Source: CMHC Housing Market Observer (Feb 2026) and Residential Mortgage Industry Report (Spring 2026), based on Equifax Canada data. Pegasus Mortgage Lending Center Inc. FSRA Lic # 11479. Figures are illustrative and may vary by reporting quarter.

What actually happens when a Canadian misses a mortgage payment

A missed mortgage payment in Canada follows a gradual timeline, not an instant cliff. Most lenders offer a 15-day grace period before a late fee applies. At 30 days, the missed payment is typically reported to credit bureaus; formal demand letters often follow at 60 days; and at 90 days the mortgage is officially counted as delinquent. Legal recovery generally starts only after multiple missed payments, and the exact process depends on your province.

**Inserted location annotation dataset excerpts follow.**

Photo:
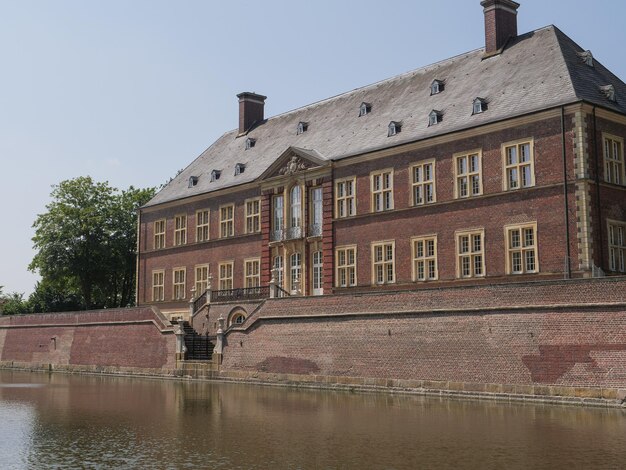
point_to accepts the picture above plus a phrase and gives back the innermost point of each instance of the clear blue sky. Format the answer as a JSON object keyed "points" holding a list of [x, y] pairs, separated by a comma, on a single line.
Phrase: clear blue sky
{"points": [[131, 91]]}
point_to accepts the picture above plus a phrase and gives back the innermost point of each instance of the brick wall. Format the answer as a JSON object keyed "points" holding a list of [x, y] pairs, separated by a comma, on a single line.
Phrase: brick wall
{"points": [[139, 338], [569, 333]]}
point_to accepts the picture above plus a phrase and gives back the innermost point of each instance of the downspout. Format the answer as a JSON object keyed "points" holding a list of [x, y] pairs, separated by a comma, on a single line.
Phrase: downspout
{"points": [[597, 178], [568, 267]]}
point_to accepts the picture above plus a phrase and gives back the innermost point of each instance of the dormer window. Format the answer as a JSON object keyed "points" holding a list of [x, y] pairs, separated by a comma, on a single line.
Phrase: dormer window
{"points": [[479, 106], [609, 92], [436, 87], [586, 57], [302, 127], [435, 117], [394, 128]]}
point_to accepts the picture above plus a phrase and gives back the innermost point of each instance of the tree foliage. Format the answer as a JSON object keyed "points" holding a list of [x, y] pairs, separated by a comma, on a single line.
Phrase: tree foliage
{"points": [[86, 246]]}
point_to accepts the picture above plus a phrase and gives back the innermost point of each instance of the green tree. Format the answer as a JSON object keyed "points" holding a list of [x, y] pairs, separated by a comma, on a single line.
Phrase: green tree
{"points": [[86, 242]]}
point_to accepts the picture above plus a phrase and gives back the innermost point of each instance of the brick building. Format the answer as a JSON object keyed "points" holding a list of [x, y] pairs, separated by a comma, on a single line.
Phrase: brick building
{"points": [[502, 164]]}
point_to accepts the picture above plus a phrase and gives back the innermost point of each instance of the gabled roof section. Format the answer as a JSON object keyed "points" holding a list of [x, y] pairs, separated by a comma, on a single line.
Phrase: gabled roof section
{"points": [[536, 71]]}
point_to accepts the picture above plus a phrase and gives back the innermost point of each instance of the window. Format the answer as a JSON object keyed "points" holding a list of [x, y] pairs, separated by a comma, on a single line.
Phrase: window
{"points": [[518, 165], [202, 278], [302, 127], [179, 283], [317, 273], [382, 190], [345, 266], [317, 212], [394, 128], [383, 266], [278, 223], [436, 87], [424, 251], [252, 276], [202, 226], [226, 275], [159, 234], [479, 106], [617, 246], [227, 224], [521, 243], [279, 269], [435, 117], [295, 209], [158, 286], [614, 160], [364, 109], [180, 230], [295, 264], [423, 183], [467, 170], [253, 216], [470, 254], [345, 202]]}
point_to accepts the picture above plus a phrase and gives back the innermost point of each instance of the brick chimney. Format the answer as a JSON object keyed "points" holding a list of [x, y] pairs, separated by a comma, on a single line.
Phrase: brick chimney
{"points": [[500, 23], [251, 108]]}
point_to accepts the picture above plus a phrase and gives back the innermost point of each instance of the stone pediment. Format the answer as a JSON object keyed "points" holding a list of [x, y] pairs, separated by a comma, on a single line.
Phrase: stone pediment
{"points": [[293, 161]]}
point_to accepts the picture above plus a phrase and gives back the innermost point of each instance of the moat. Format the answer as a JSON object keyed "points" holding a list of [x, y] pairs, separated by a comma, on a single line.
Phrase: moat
{"points": [[65, 421]]}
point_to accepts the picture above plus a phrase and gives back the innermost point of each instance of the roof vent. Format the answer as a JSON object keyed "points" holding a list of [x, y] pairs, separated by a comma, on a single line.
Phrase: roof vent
{"points": [[435, 117], [479, 106], [436, 87], [394, 128], [586, 57], [302, 127], [609, 92], [365, 108]]}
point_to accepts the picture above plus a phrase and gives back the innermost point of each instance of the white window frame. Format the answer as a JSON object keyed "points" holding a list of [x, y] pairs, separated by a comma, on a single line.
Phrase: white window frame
{"points": [[385, 264], [419, 183], [614, 165], [424, 259], [518, 246], [345, 197], [348, 268], [508, 168], [381, 188], [203, 218], [158, 290], [179, 283], [159, 236], [466, 176], [472, 254], [227, 224], [253, 219]]}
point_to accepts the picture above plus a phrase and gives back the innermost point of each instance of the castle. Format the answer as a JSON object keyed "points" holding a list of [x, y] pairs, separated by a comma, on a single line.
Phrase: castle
{"points": [[499, 165]]}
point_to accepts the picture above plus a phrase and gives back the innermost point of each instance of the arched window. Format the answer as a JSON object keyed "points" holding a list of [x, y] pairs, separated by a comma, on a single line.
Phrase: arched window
{"points": [[296, 206], [296, 272]]}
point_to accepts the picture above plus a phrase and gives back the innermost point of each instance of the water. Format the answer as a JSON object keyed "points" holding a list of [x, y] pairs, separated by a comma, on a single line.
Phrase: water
{"points": [[61, 421]]}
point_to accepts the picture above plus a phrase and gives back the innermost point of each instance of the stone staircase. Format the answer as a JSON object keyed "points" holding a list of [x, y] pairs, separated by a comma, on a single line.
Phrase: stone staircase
{"points": [[199, 347]]}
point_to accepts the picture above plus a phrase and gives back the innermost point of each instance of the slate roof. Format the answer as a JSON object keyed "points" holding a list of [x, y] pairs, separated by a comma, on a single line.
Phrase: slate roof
{"points": [[536, 71]]}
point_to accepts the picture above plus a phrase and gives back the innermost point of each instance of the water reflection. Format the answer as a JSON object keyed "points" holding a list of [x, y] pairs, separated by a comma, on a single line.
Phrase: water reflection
{"points": [[75, 421]]}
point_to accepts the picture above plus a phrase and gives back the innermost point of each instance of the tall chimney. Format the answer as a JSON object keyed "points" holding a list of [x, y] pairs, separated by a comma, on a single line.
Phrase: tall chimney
{"points": [[250, 110], [500, 23]]}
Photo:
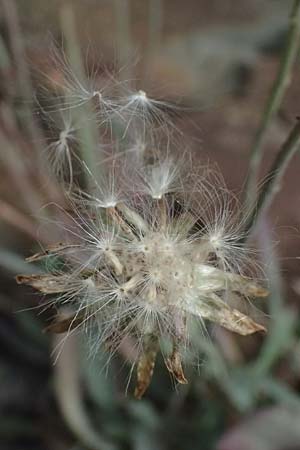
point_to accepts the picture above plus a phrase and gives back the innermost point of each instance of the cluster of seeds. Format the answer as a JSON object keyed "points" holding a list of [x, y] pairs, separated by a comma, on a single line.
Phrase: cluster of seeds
{"points": [[151, 247]]}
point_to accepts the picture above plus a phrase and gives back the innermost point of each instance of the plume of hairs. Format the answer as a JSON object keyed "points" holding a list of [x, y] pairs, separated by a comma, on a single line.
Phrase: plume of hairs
{"points": [[150, 247]]}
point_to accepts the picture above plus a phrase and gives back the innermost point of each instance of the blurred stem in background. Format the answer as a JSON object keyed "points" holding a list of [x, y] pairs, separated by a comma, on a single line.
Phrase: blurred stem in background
{"points": [[273, 184], [280, 86], [87, 133], [123, 37], [155, 26], [25, 94]]}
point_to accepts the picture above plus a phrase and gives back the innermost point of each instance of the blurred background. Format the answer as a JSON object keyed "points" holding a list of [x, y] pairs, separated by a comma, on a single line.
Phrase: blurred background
{"points": [[217, 61]]}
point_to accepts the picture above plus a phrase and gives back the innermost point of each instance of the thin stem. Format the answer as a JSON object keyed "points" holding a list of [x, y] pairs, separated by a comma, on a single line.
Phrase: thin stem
{"points": [[83, 115], [280, 86], [70, 397], [274, 177], [123, 35], [155, 25]]}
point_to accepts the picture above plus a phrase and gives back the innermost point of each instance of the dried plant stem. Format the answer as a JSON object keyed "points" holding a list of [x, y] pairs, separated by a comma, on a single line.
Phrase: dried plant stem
{"points": [[273, 183], [280, 86]]}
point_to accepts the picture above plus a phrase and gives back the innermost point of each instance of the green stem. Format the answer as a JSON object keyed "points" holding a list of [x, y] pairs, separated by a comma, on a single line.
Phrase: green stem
{"points": [[87, 130], [280, 86], [274, 178]]}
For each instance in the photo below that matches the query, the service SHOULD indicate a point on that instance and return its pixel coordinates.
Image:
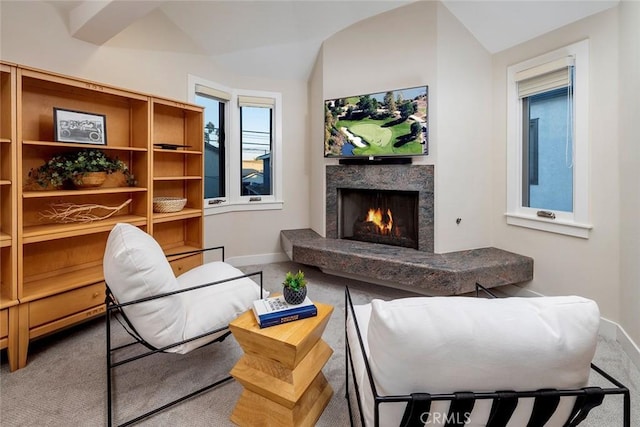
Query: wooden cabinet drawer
(4, 323)
(183, 265)
(65, 304)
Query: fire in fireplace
(379, 216)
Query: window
(242, 152)
(547, 144)
(256, 134)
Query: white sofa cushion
(136, 267)
(214, 306)
(448, 344)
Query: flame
(375, 216)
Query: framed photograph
(79, 127)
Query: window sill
(557, 226)
(243, 206)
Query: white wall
(629, 159)
(418, 44)
(33, 34)
(570, 265)
(463, 168)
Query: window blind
(255, 101)
(544, 77)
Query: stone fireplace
(400, 197)
(389, 217)
(390, 188)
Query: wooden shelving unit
(8, 228)
(52, 272)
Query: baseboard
(240, 261)
(608, 328)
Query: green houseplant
(294, 287)
(79, 168)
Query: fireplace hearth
(379, 216)
(406, 216)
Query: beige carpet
(64, 381)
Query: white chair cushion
(214, 306)
(448, 344)
(136, 267)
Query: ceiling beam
(98, 21)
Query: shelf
(80, 146)
(5, 240)
(6, 303)
(43, 233)
(67, 281)
(192, 152)
(180, 249)
(90, 192)
(176, 178)
(175, 216)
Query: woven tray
(168, 204)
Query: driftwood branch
(70, 212)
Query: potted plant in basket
(85, 168)
(294, 287)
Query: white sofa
(433, 347)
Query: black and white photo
(79, 127)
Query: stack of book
(275, 311)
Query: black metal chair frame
(504, 402)
(114, 309)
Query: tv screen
(384, 124)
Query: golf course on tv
(377, 140)
(376, 125)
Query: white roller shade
(255, 101)
(545, 77)
(215, 93)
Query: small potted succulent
(294, 287)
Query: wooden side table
(281, 371)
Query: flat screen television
(384, 124)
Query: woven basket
(168, 204)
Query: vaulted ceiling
(281, 39)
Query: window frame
(234, 200)
(574, 223)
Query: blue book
(275, 311)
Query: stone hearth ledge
(452, 273)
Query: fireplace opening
(379, 216)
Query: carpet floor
(64, 382)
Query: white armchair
(452, 361)
(163, 312)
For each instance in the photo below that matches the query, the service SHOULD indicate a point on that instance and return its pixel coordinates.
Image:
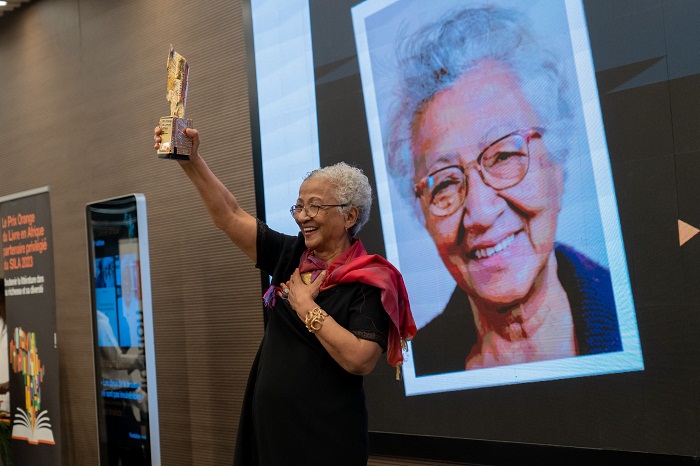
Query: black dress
(300, 406)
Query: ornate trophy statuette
(174, 144)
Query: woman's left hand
(301, 296)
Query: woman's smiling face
(325, 233)
(497, 244)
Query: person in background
(331, 310)
(479, 143)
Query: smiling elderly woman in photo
(479, 143)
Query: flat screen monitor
(123, 331)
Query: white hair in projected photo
(495, 191)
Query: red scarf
(355, 265)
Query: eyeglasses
(311, 210)
(502, 164)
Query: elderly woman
(479, 142)
(331, 311)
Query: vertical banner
(31, 325)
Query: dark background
(647, 62)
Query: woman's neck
(523, 319)
(330, 255)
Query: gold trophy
(174, 144)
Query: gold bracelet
(314, 319)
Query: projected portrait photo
(495, 190)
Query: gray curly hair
(351, 187)
(433, 58)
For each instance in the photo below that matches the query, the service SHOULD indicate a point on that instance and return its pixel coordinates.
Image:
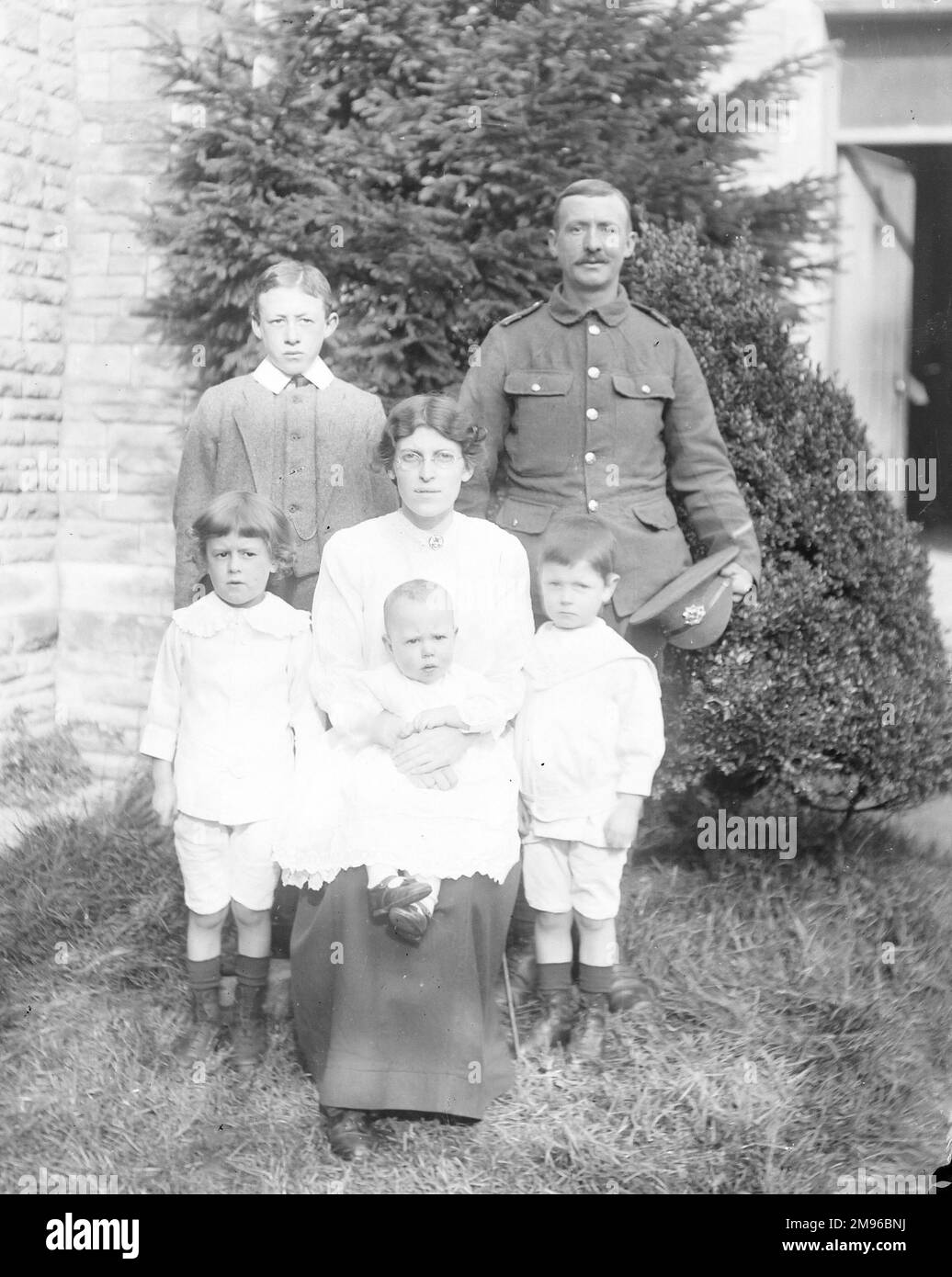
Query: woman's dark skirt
(390, 1025)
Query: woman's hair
(440, 414)
(579, 539)
(291, 275)
(248, 514)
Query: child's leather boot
(202, 1038)
(556, 1023)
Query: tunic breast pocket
(545, 428)
(640, 405)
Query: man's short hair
(415, 592)
(572, 539)
(591, 186)
(288, 274)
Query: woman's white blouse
(484, 571)
(231, 706)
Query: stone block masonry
(94, 408)
(39, 119)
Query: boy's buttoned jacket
(231, 447)
(597, 412)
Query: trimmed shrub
(834, 688)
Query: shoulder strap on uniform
(520, 314)
(652, 311)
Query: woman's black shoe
(349, 1133)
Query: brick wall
(39, 119)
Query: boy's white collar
(275, 380)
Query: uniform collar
(275, 380)
(612, 313)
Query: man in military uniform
(595, 402)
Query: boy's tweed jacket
(231, 447)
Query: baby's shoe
(588, 1037)
(395, 893)
(409, 921)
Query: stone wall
(94, 403)
(125, 397)
(39, 120)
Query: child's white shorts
(560, 875)
(225, 862)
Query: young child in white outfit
(589, 739)
(452, 822)
(231, 707)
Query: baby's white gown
(356, 808)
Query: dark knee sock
(552, 976)
(203, 976)
(252, 972)
(595, 979)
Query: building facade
(94, 406)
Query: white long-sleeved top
(591, 728)
(484, 571)
(231, 705)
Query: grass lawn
(785, 1045)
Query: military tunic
(597, 412)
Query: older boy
(290, 431)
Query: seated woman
(386, 1023)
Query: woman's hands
(431, 750)
(423, 753)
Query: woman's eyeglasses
(409, 460)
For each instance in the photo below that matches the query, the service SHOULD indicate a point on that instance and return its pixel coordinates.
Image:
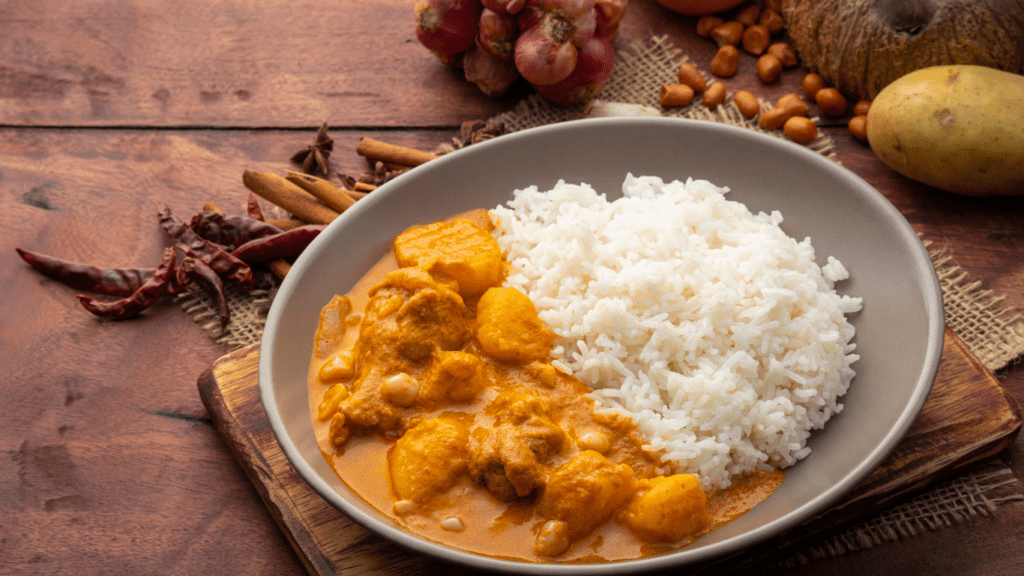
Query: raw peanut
(725, 62)
(784, 53)
(714, 95)
(749, 15)
(858, 127)
(728, 34)
(801, 129)
(747, 103)
(772, 21)
(812, 83)
(676, 94)
(689, 75)
(756, 39)
(769, 69)
(830, 101)
(708, 24)
(774, 119)
(786, 108)
(793, 101)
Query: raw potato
(958, 128)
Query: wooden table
(108, 107)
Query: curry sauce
(433, 397)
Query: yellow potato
(958, 128)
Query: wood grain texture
(113, 463)
(967, 417)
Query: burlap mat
(992, 331)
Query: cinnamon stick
(323, 190)
(288, 196)
(286, 223)
(280, 268)
(376, 151)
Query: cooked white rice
(717, 332)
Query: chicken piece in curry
(438, 404)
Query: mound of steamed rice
(714, 330)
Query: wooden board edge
(294, 530)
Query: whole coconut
(859, 46)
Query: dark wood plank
(114, 465)
(967, 417)
(279, 65)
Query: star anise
(472, 131)
(313, 158)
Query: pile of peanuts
(753, 29)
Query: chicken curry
(433, 397)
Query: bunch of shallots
(562, 47)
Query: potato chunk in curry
(428, 459)
(458, 249)
(669, 509)
(581, 495)
(509, 329)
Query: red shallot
(562, 47)
(498, 34)
(494, 76)
(446, 27)
(596, 60)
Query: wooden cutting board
(967, 417)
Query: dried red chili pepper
(154, 289)
(253, 208)
(193, 270)
(87, 278)
(193, 245)
(285, 245)
(230, 231)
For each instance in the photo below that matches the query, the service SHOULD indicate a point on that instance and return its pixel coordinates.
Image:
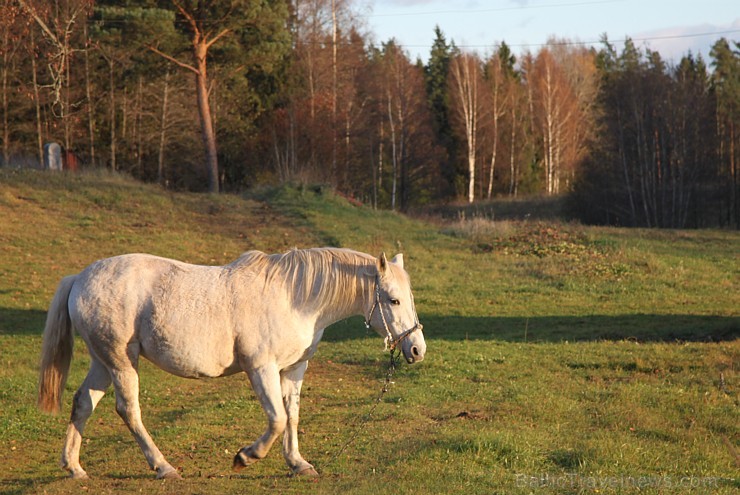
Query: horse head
(393, 313)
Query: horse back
(175, 314)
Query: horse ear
(382, 264)
(398, 260)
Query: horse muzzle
(413, 347)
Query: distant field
(561, 358)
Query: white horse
(262, 314)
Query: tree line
(223, 95)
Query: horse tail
(56, 349)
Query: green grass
(561, 358)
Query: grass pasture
(561, 358)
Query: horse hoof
(242, 460)
(169, 474)
(307, 472)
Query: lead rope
(360, 426)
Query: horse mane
(328, 276)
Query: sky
(672, 27)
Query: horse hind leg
(266, 385)
(126, 383)
(86, 398)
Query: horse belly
(190, 347)
(195, 359)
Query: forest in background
(225, 95)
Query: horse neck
(353, 290)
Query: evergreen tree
(436, 75)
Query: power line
(496, 9)
(593, 42)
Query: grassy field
(561, 358)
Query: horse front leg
(266, 385)
(291, 381)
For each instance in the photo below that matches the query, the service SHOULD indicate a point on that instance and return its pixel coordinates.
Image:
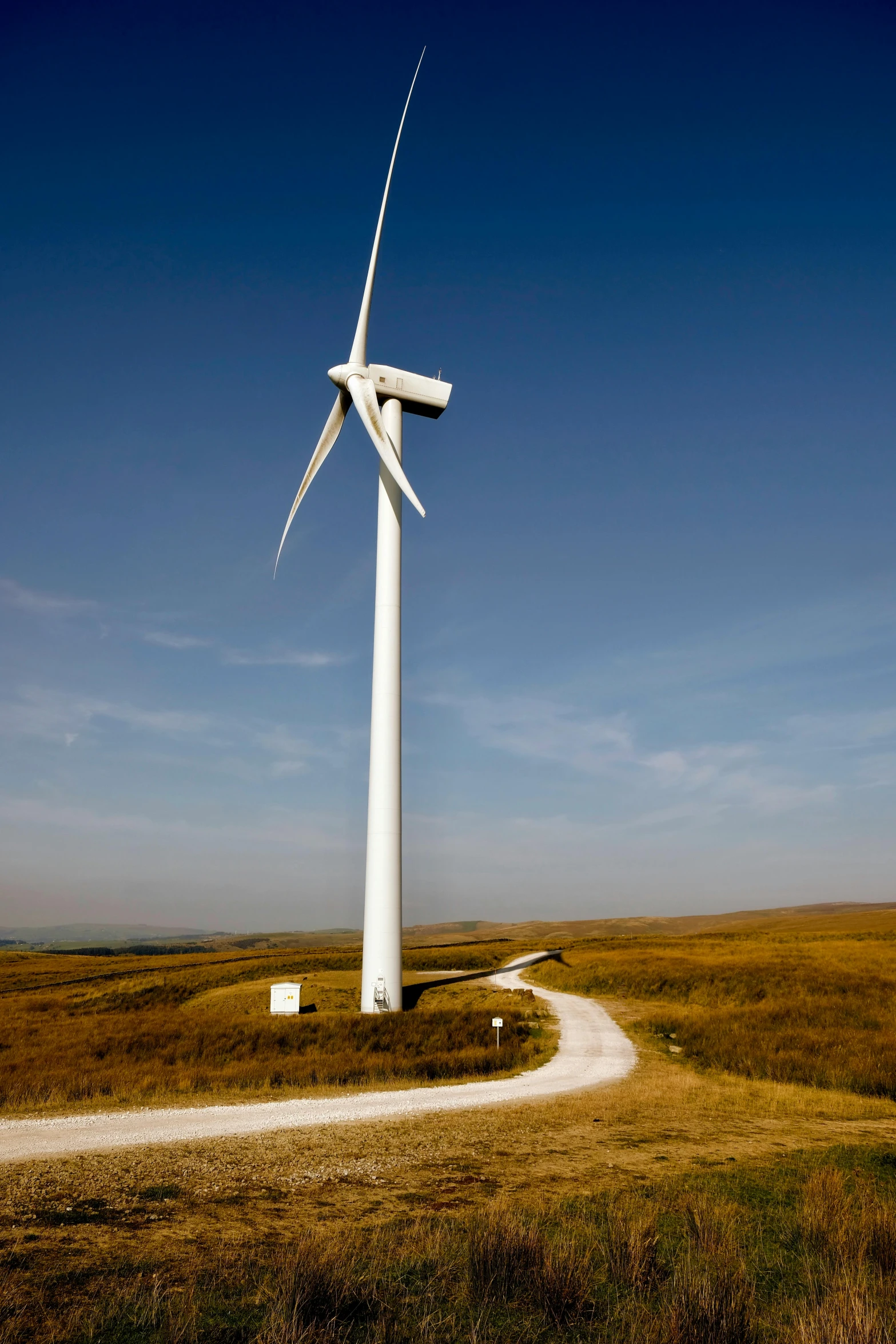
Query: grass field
(116, 1031)
(740, 1191)
(699, 1208)
(813, 1004)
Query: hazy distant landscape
(739, 1186)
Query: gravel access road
(593, 1050)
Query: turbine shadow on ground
(412, 993)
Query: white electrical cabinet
(284, 997)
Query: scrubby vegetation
(800, 1253)
(78, 1030)
(814, 1008)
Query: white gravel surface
(593, 1050)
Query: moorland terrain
(740, 1184)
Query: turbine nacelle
(367, 386)
(418, 394)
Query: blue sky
(651, 616)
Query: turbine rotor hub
(340, 374)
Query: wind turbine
(381, 396)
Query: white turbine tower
(381, 396)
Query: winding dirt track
(593, 1050)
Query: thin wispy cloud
(45, 604)
(543, 730)
(281, 658)
(166, 640)
(63, 717)
(726, 774)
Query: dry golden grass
(87, 1031)
(809, 1007)
(401, 1231)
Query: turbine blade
(359, 344)
(324, 444)
(367, 406)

The single most useful thing to know is that the process is gradual. Missing one payment does not put your home at immediate risk; it starts a clock with consequences that escalate at predictable points.

Days 0 to 15 are typically a grace period at most Canadian lenders. A late fee of roughly $25 to $50 may apply, but credit bureaus are usually not notified yet. From day 16 to day 30, the payment is formally considered missed and the lender will almost always begin outreach.

At day 30, the missed payment is reported to Equifax and TransUnion, which can drop your credit score meaningfully. By day 60, most lenders will issue a formal demand letter. At day 90, the mortgage is officially counted as delinquent in CMHC and Equifax statistics, and beyond that the lender may begin legal recovery — which does not look the same in every province. Our mortgage glossary — power of sale, default, arrears covers the terminology in plain English.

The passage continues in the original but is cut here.